People usually think CDs are safe because they are really just like giving a loan to a bank. And since we usually think of banks as being very stable, lending them money would be as well. However, the truth is that banks are just like businesses. Just like businesses, banks can go bankrupt and swallow with them all the money they had in their possession. What this means is that if a bank were to collapse while you have your money buried in a CD, you could lose it all, even the 3% ROI. One good thing about CDs, though, is that they can be insured. Insurance makes CDs about the safest place to invest money. But there is still more to read.

Let’s look at savings accounts next. Savings accounts are a lot like CDs because they are basically just like lending to a bank with a promise that you will not lower your account below a certain level. But, again, ff the bank dissolves, so does your cash. The main reason a savings account can be considered safer is because the money is more liquid.

Finally, we come to keeping your money under the mattress. The problem with this is that you’re susceptible to theft, fire, or more. But the real problem here is actually inflation. Inflation slowly eats away your savings. If inflation averages 3% annually, the buying power of your money will reduce by 3% every year. This means that in 33 years your cash will be worth nothing.
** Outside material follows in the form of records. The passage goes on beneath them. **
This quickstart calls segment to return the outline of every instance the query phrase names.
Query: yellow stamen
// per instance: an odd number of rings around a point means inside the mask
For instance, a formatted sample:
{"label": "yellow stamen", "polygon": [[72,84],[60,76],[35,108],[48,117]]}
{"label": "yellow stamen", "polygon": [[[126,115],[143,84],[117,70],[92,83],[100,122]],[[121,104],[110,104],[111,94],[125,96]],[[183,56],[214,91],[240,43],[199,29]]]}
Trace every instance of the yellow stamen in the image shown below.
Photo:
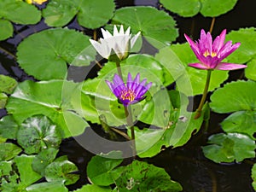
{"label": "yellow stamen", "polygon": [[129,100],[130,102],[134,101],[135,96],[135,93],[131,90],[124,90],[120,96],[122,100]]}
So what does all of this mean? There is no safest place to invest money. Everything you can invest in carries with it a unique risk. How risky an investment is is something only you can measure for yourself. would watching your cash erode at 3% a year every year riskier than letting a financial institution borrow from you? Is natural disaster too frightening to risk investing in real estate and watching your money double every 5 years? These are questions that only you can answer for yourself.

So what is the safest place to invest money? That question is something you will have to answer. And so, I ask YOU, what IS the safest place to invest money, for YOU?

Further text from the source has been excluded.